Glenn Greenwald took to his Substack yesterday to denounce Pierre Omidyar, the longtime donor to The Intercept, where Greenwald toiled until recently. Omidyar, Greenwald wrote, is a “major financial supporter of Facebook ‘whistleblower’ Frances Haugen’s sprawling P.R. and legal network.” Omidyar’s “central role” in supporting Haugen’s network was predictable, he wrote, as “his multi-national foundation, the Omidyar Network, fund many if not most of the campaigns and organizations designed to police and control political speech.”
If you care to read Greenwald’s entire story, go ahead and click on that link above. Here I’ll merely contrast Greenwald’s remarks in his story yesterday with his views on the very same issue of billionaire media moguls in 2014, after Omidyar agreed to put up $250 million towards the journalism project that became The Intercept. Greenwald connoisseurs, if that’s the right word, will be shocked to discover that when Greenwald was poised to make a fortune from Omidyar he didn’t see any problem with billionaires funding journalism and having political agendas. (What billionaire doesn’t?)
Greenwald acknowledged in his story yesterday that there would always an “elephant in the room” when he wrote about Omidyar because The Intercept, where he worked for around eight years, “was funded almost entirely by him.” That is a rather large elephant, especially since Omidyar, via The Intercept, paid Greenwald at least $1.6 million from 2014 to 2017 alone.
But Greenwald wants to have it both ways. On the one hand, “When it comes to billionaire funders of political and journalistic projects, Omidyar is…as good as it gets.” On the other hand, now that he’s no longer on Omidyar’s payroll –and something that Greenwald apparently only realized after his departure from The Intercept — “it is simply unavoidable — inevitable — that the ideology, views and political agenda of a billionaire funder will end up contaminating and dominating any project for which they are the exclusive or primary funder.”
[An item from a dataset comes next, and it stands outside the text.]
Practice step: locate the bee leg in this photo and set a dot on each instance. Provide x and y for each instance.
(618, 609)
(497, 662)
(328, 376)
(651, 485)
Furthermore, Greenwald writes, he was always a brave truth teller during his 8 highly compensated years at The Intercept, and even took on Omidyar himself. “There were times when I was publishing investigative articles or scathing denunciations of the very groups Omidyar was funding and promoting,” he writes. Curiously, if you click on those links, which Greenwald inserted to prove his point, you will find scathing articles by him denouncing various and sundry groups but you won’t find Omidyar’s name anywhere. I guess at the time it would have been impolite to mention his funding.
Anyway, check out some of Greenwald’s writings and remarks from 2014, when he was helping found The Intercept, with the opinions he voiced yesterday. See if you can spot the subtle difference between what Greenwald passionately believed back then, when he was on Omidyar’s payroll, with his views after Omidyar made him fabulously wealthy and he’s no longer on his payroll.
Greenwald, writing in The Intercept, “On the Meaning of Journalistic Independence“:
Prior to creating The Intercept…I did not research Omidyar’s political views or donations. That’s because his political views and donations are of no special interest to me…There’s a very simple reason for that: they have no effect whatsoever on my journalism or the journalism of The Intercept.
About a Pando article by Mark Ames that showed the Omidyar Network had given several hundred thousand dollars to a Ukrainian “pro-democracy” organization opposed to the ruling regime.
I think it’s perfectly valid for journalists to investigate the financial dealings of corporations and billionaires who fund media outlets, whether it be those who fund or own Pando, First Look, MSNBC, Fox News, The Washington Post or any other. And it’s certainly reasonable to have concerns and objections about the funding of organizations that are devoted to regime change in other countries: I certainly have those myself. But the Omidyar Network doesn’t exactly seem ashamed of these donations, and they definitely don’t seem to be hiding them, given that they trumpeted them in their own press releases and web pages.
From a New York magazine story:
About Omidyar: He just seemed like the normal, average, amicable billionaire.
Greenwald had a tempestuous relationship with his Guardian editors and had already been planning to launch a website with Poitras and Scahill. “It was really kind of amazing, because we were actually in the process of doing almost exactly the same things,” Greenwald told me. “The obvious difference between what we were doing and what he was doing is that he has $8 billion.”
From a BuzzFeed story:
He is departing for a new, “once-in-a-career dream journalistic opportunity” with major financial backing.
Oh well, consistency has never been Greenwald’s strong suit. So, naturally, Greenwald din’t note in his story yesterday that he recently signed a lucrative deal with Rumble, the conservative alternative to YouTube, just months after billionaire Peter Thiel made an investment specifically so the platform could initiate a hiring spree. Now that’s some clean, apolitical cash.